Fortunate all are you whose eyes rest to-day on these few surviving soldiers of the Revolution. Fortunate are the youth and children who on this occasion and in this presence can pledge themselves to the cause of constitutional liberty. Of these men the next generation shall know only from history. Fortunate then that your lives began before theirs ended.

The patriot should do homage to these men, the statesman may sit at their feet and learn lessons of fidelity to principle, and citizens all may see how nobly ends the life begun in the performance of duty.

To-day the commonwealth of Massachusetts and the town of Acton dedicate this monument to the memory of the early martyrs of the Revolution, and consecrate it to the principles of liberty and of patriotism.
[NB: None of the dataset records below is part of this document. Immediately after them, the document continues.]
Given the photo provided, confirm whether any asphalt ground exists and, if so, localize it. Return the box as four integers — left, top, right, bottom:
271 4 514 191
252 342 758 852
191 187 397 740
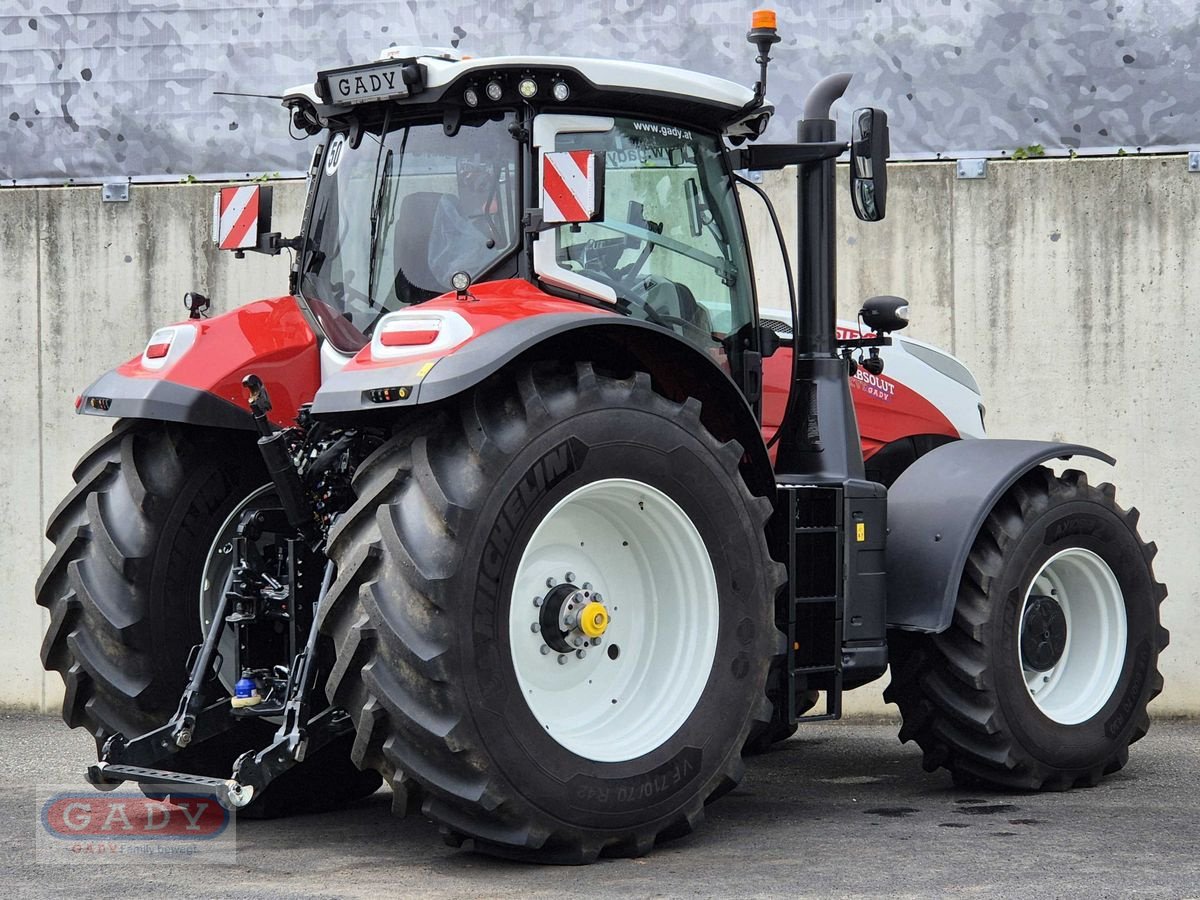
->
0 713 1200 900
Here its base shall rest and its apex point to the heavens through the coming centuries. Though it bears the names of humble men, and commemorates services stern rather than brilliant, it shall be as immortal as American history. The ground on which it stands shall be made classical by the deeds which it commemorates. And may this monument exist only with the existence of the republic; and when God in His wisdom shall bring this government to nought, as all human governments must come to nought, may no stone remain to point the inquirer to fields of valor or to remind him of deeds of glory. And finally, may the republic resemble the sun in his daily circuit, so that none shall know whether its path were more glorious in the rising or in the setting.